Indian rupee (₹) (INR)

G-P’s employer of record (EOR) model allows your company to start hiring talent in minutes via our global entity infrastructure. Unlike a Professional Employer Organization (PEO), G-P allows your company to expand your global footprint without the hassle of entity setup and management.

Our global employment products, including G-P Meridian Prime™ and G-P Meridian Core™, are backed by the largest team of HR and legal experts in the industry. We handle the growing complexities of compliant global expansion — so you can focus on opportunities ahead.

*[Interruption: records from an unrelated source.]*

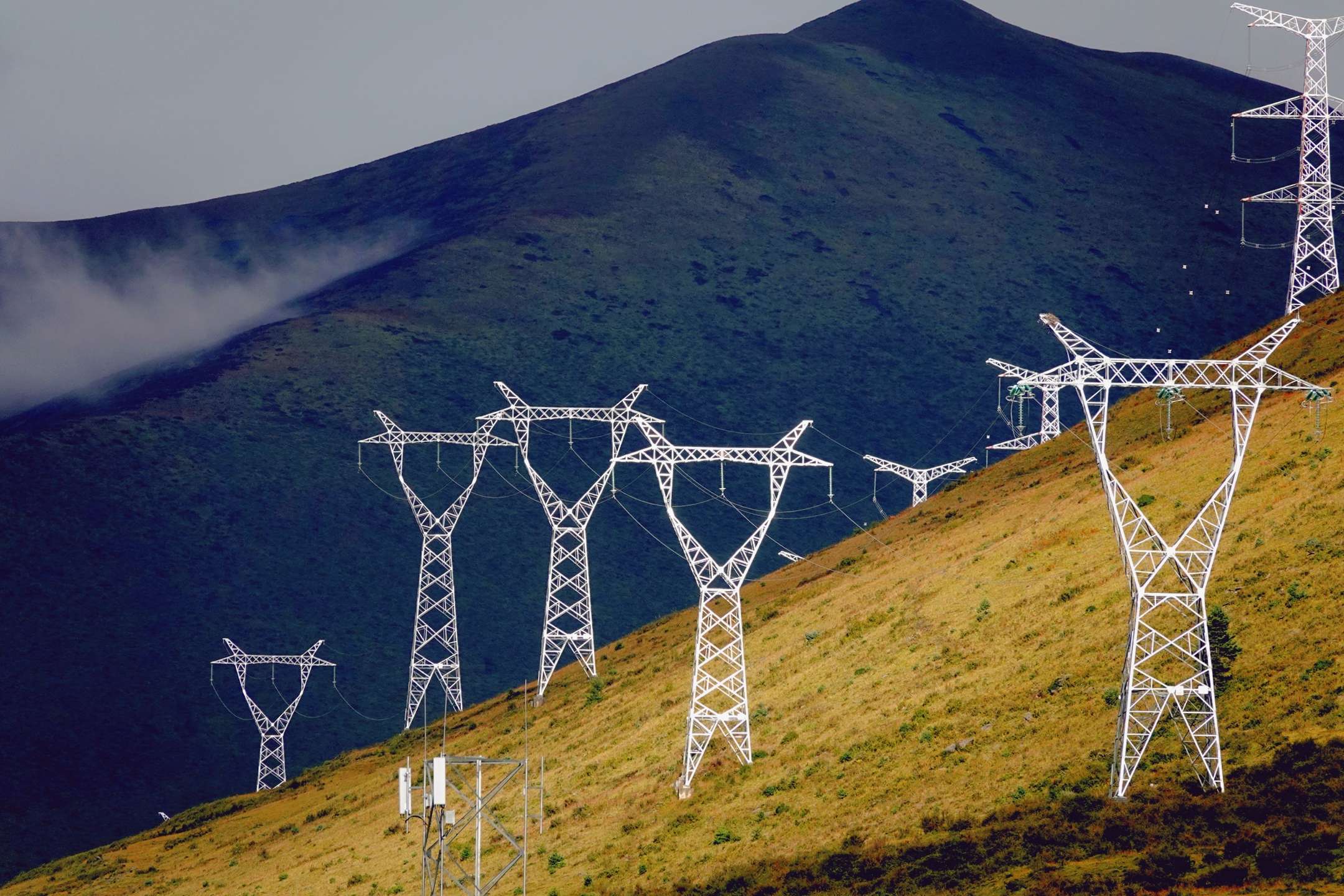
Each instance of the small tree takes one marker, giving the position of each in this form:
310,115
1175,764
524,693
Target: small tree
1222,646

As a global EOR expert, we manage payroll, employment contract best practices, statutory and market norm benefits, employee expenses, as well as severance and termination. You’ll have peace of mind knowing you have a team of dedicated employment experts assisting with every hire. G-P allows you to harness the talent of the brightest people in 180+ countries around the world, quickly and easily.

Hiring in India

Providing a great workplace culture is very important, regardless of whether you are running in-person operations or building remote teams. In fact, remote work is gaining traction in India, partially due to the traffic in large cities like Bangalore, Mumbai, and Delhi.

Keep in mind that employees in India often expect an annual wage increase of 10-15%. If this increase is not given each year, employees will likely start looking for another job.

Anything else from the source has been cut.